"En un fondo a lo Tiziano con un paisaje umbroso y distante, como un bosque melancólico, y bajo un cielo vespertino, se veía el tronco de un árbol tenebroso y ligeramente torcido que hacía las veces de cruz de ejecución. Atado al tronco estaba el cuerpo desnudo de un joven sumamente bello. Sus manos se cruzaban en lo alto, y la cuerda que unía sus muñecas estaba atada al árbol. No se veían más ligaduras. Lo único que cubría la desnudez del joven era una tela basta de color blanco que le caía suelta a la altura de las ingles. (...) El cuerpo del joven, que se asemejaba al de Antínoo, no mostraba señales de sufrimiento ni esas huellas de decrepitud edificante habituales en los cuadros de otros santos. Antes bien, irradiaba sólo juventud, sólo luz, sólo belleza, sólo dicha.

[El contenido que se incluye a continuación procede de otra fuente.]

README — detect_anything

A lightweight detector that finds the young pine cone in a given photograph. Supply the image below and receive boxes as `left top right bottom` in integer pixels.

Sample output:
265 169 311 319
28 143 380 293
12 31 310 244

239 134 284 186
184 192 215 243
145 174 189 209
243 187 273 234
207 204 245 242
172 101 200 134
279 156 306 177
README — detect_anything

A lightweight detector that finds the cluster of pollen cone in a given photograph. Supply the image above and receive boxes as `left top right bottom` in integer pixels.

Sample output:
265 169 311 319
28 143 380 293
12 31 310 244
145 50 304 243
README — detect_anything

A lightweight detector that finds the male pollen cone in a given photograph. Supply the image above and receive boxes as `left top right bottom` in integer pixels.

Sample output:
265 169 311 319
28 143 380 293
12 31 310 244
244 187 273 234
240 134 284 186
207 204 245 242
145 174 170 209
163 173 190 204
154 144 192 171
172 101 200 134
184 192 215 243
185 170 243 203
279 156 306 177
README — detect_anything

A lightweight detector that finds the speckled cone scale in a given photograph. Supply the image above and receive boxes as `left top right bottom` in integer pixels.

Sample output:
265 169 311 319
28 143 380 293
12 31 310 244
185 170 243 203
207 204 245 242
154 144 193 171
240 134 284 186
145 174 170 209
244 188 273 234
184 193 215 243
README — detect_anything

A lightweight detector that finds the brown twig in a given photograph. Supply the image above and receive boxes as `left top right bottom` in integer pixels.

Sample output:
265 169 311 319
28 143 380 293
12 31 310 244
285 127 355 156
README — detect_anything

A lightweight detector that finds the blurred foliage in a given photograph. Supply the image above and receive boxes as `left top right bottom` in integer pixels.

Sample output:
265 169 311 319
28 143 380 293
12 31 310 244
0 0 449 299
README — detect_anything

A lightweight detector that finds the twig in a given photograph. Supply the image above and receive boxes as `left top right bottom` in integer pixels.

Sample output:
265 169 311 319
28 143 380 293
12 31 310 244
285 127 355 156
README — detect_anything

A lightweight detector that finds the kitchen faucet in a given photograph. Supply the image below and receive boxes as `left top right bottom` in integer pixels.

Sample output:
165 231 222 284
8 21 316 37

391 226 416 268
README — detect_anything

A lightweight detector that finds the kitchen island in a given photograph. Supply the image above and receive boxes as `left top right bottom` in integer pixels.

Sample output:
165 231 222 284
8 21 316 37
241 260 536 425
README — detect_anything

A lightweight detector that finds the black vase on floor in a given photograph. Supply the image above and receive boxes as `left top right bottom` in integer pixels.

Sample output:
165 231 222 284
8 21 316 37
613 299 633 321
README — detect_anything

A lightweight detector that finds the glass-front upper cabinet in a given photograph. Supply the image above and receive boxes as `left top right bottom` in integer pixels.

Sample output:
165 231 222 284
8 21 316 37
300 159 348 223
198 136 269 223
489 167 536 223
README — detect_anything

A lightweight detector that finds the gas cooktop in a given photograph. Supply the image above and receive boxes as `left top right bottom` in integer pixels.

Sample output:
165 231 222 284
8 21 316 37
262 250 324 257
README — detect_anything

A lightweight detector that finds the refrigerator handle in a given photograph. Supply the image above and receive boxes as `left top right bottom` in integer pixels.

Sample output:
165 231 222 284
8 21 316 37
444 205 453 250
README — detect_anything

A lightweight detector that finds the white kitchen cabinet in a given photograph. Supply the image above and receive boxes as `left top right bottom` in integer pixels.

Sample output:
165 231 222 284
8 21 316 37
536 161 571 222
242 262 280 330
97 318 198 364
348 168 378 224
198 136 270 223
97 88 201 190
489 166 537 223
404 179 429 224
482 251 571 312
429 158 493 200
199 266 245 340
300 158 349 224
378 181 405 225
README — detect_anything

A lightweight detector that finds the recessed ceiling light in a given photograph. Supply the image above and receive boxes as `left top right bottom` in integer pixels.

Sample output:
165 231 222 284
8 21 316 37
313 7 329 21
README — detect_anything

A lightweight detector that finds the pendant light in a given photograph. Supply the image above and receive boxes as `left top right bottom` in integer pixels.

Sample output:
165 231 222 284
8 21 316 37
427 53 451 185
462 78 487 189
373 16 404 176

Su cuerpo desnudo, blanco e incomparable, resplandecía sobre el fondo de tonalidades opacas del crepúsculo del día. Los brazos musculosos, acostumbrados a tensar el arco y a blandir la espada como guardia pretoriano, se elevaban en un ángulo natural, mientras que sus atadas muñecas se cruzaban justo por encima del cabello. El rostro estaba ligeramente alzado, y los ojos, abiertos de par en par, contemplaban la gloria de los cielos con una profunda serenidad. En la superficie de su pecho saliente, del abdomen musculoso, de las caderas en torsión, no se vislumbraba sombra alguna de dolor. Flotaba, antes bien, una especie de placer, tenue como las notas de una música melancólica. De no ser por las flechas clavadas profundamente en la axila izquierda y en el costado derecho, se diría la figura de un atleta romano que descansaba de su fatiga apoyado en el árbol de un jardín bajo la luz delicada del ocaso. (...) Tan pronto puse los ojos en este cuadro, todo mi ser se estremeció bajo el impacto de una suerte de gozo pagano."
Esta maravillosa descripción del San Sebastián, de Guido Reni, pertenece a Yukio Mishima en su Confesiones de una máscara. Un libro tan deslumbrante como el cuadro al que se refiere.